In Search of a 6 Sided Snowflake


As an illustrator I am probably more aware than most of holiday illustration snafus. I'm sure most folks could care less if the snowflakes on their paper plates or their wrapping paper are the eight-sided or the more accurate 6-sided variety. I'm not one to get too riled up about things. But I, and illustrators like me, spend literally hours drawing those little innocuous crystals and darn it they are suppose to have 6 sides. Six, do you hear me! Not eight. And I'm not the only one that is irritated by this corruption of one of nature's wonders. NPR had a story about this last holiday season. So as I go about my Christmas shopping I'm always counting the sides on the snowflakes. And just this morning on TV, I saw a car commercial that was bedazzled with 9 sided snowflakes. Nine sides?! Someone actually has to work to be that inaccurate.

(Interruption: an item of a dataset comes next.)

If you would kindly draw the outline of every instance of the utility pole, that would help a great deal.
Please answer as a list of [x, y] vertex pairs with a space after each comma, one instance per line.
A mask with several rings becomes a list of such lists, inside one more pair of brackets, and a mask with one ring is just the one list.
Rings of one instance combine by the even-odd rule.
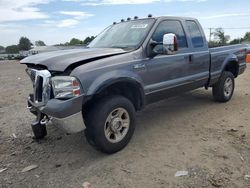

It's time for an intervention.

Here are some instructions for drawing a SIX-SIDED snowflake in Adobe Illustrator. Of course like many things in life, this is just one technique, if you have another one that you prefer, I hope you will share it. I think we need to spread the word and rid the world of erroneously sided flakes.

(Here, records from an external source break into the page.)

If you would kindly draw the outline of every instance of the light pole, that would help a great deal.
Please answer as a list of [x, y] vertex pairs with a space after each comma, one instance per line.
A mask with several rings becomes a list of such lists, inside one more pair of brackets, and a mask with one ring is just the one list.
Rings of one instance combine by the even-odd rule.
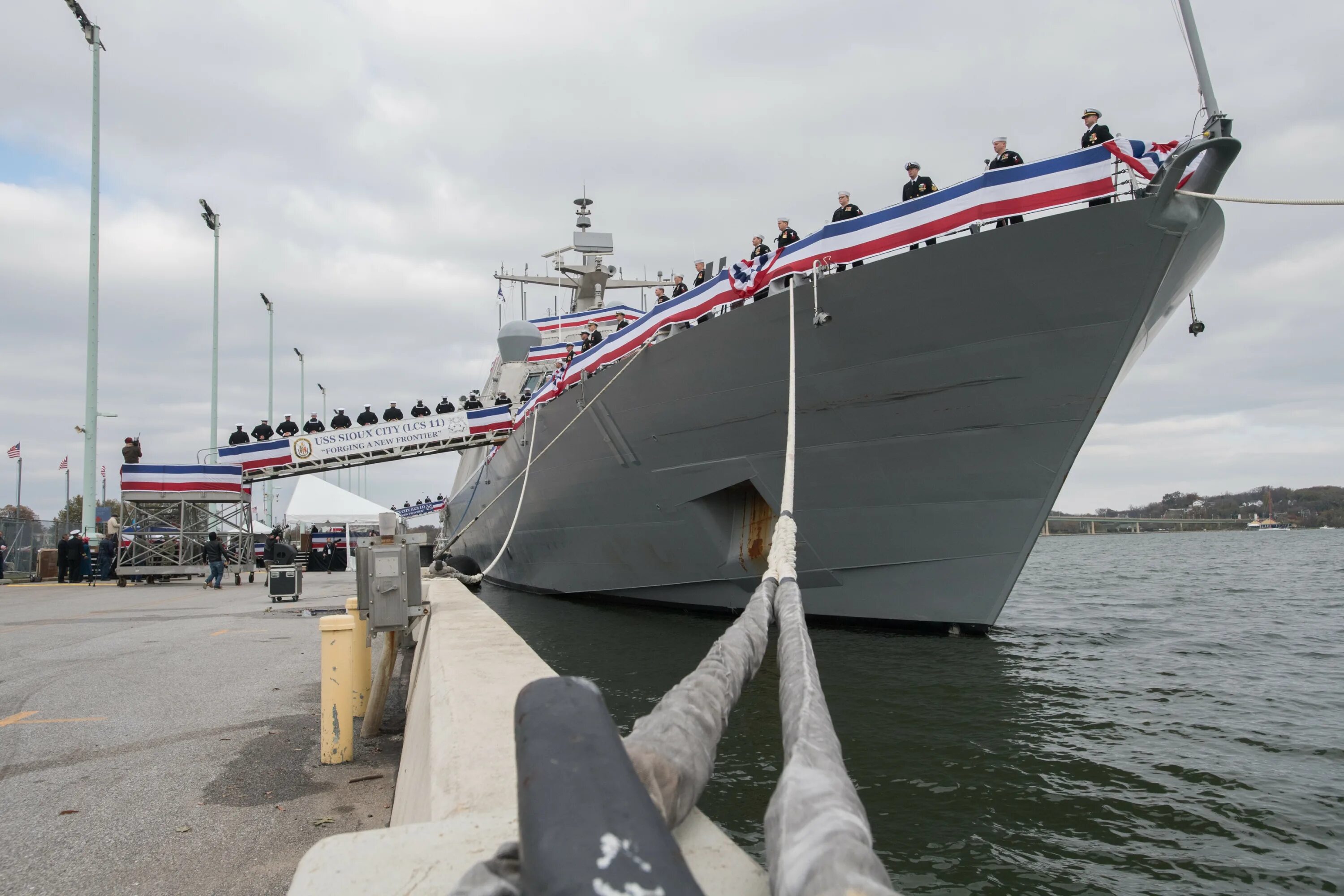
[[[79, 21], [85, 40], [93, 50], [93, 161], [89, 177], [89, 348], [85, 355], [85, 465], [83, 465], [83, 493], [87, 498], [83, 502], [83, 514], [79, 528], [93, 535], [95, 532], [94, 520], [97, 508], [97, 469], [98, 469], [98, 52], [106, 50], [102, 46], [101, 28], [89, 21], [89, 16], [79, 7], [77, 0], [66, 0], [70, 12]], [[69, 470], [66, 478], [69, 480]]]
[[206, 211], [206, 227], [215, 234], [215, 316], [210, 337], [210, 447], [219, 446], [219, 215], [204, 199], [200, 207]]
[[304, 408], [304, 392], [308, 388], [304, 386], [304, 353], [296, 348], [294, 355], [298, 355], [298, 419], [306, 420], [308, 411]]
[[[267, 330], [270, 333], [269, 339], [269, 355], [266, 356], [266, 423], [276, 418], [276, 302], [266, 298], [266, 293], [261, 293], [261, 301], [266, 305], [266, 321]], [[274, 508], [271, 506], [271, 490], [270, 482], [266, 482], [266, 523], [274, 525], [276, 517], [273, 514]]]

In Adobe Illustrator create a new document, and using the pen tool create a vertical line. Then select the line and click the rotate tool. With the rotate tool active, press the ALT key (sorry I don't know the Mac equiv off the top of my head) and click on the lower anchor of your line. The rotate dialog box will pop up. Enter in an angle of 30 degrees and click the copy button. You should have something like this...



Now select those two lines and lock them (Object->lock) These two lines are going to be your guide lines. Now, using the pen tool, make a zigzaggy line between those two guidelines. Stay inside the guidelines, and make sure the begining of your zigzag starts on one guideline and ends on the other. You'll have something like this...

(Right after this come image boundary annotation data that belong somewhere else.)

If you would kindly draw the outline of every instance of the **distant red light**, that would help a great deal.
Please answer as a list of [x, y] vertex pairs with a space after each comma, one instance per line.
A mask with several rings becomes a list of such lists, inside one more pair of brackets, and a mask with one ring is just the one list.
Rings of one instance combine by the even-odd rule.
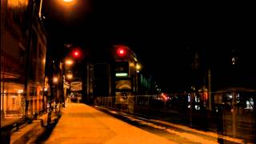
[[74, 50], [73, 52], [72, 52], [72, 56], [74, 57], [74, 58], [80, 58], [80, 56], [81, 56], [81, 52], [79, 51], [79, 50]]
[[124, 48], [120, 47], [118, 49], [118, 55], [119, 57], [124, 57], [126, 54], [126, 50]]

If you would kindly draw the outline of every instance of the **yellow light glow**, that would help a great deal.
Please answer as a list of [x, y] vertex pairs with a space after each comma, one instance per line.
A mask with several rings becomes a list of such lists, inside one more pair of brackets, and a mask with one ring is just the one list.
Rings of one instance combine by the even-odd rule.
[[63, 0], [63, 2], [73, 2], [73, 0]]
[[7, 6], [10, 7], [23, 7], [27, 6], [29, 4], [28, 0], [8, 0]]
[[141, 66], [139, 64], [136, 65], [136, 70], [140, 70], [141, 69]]
[[54, 83], [57, 83], [58, 82], [58, 78], [57, 77], [54, 77], [53, 81], [54, 81]]
[[70, 65], [72, 65], [74, 63], [74, 62], [71, 59], [67, 59], [67, 60], [66, 60], [65, 63], [66, 65], [70, 66]]
[[72, 78], [73, 78], [73, 75], [72, 75], [71, 74], [68, 74], [66, 75], [66, 78], [67, 78], [68, 79], [72, 79]]

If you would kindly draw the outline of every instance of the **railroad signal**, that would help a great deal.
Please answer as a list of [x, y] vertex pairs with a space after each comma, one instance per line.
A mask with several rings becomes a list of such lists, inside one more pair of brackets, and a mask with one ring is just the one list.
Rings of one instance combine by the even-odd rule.
[[119, 57], [124, 57], [126, 54], [126, 50], [124, 47], [119, 47], [117, 50], [117, 54]]
[[72, 57], [74, 58], [81, 58], [81, 51], [78, 50], [74, 50], [72, 51]]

Now select your zigzag and click the reflect tool (the shortcut is the "o" key). With the reflect tool active, press the alt key and click on one of the anchor points of your vertical guide line. The reflect tool dialog will pop up. Select vertical axis and click the copy button. You'll have the first arm of your snowflake. It will look something like this...



Now we need to make that snowflake arm into one continuous object. Using the direct selection tool and select the points of your two zigzag lines that meet on your vertical guide line, and select (Object->Path->Join) or (CTRL-J) Now your snowflake arm is one continuous line.




Now for the fun part. Select your snowflake arm and click the rotate tool. With the rotate tool active, press the ALT key and click on the BOTTOM anchor point of your guideline. When the rotation dialog box opens, select an angle of 60 degrees and click copy. You will have a new arm of your flake...




All you have to do now is click CTRL-D which is the shortcut for "Object-Transform-Again" to create the rest of the arms. When you have all of the arms, select the whole mess and click CTRL-J again to join all the paths into one continuous object.



Voila! you have a 6 sided snowflake.

Now to rid the world of images of polar bears and penguins living together...

3 comments:

Ginger*:) said...

I just had to go back and check all the snowflake designs I had made...YUP six. *:)

Thanks for the neat tutorial.

Laura Zarrin said...

This tutorial is just in time. I need to create some snowflake designs for a collection I'm working on. Once, long ago, I created flakes w/ the wrong # of sides. Luckily, my art director caught it. Crisis averted.

Anonymous said...

I can't stand the Polar Bears and Penguins together thing either....a certain soda commercial drives me nuts. North Pole, South Pole - can't get any farther apart!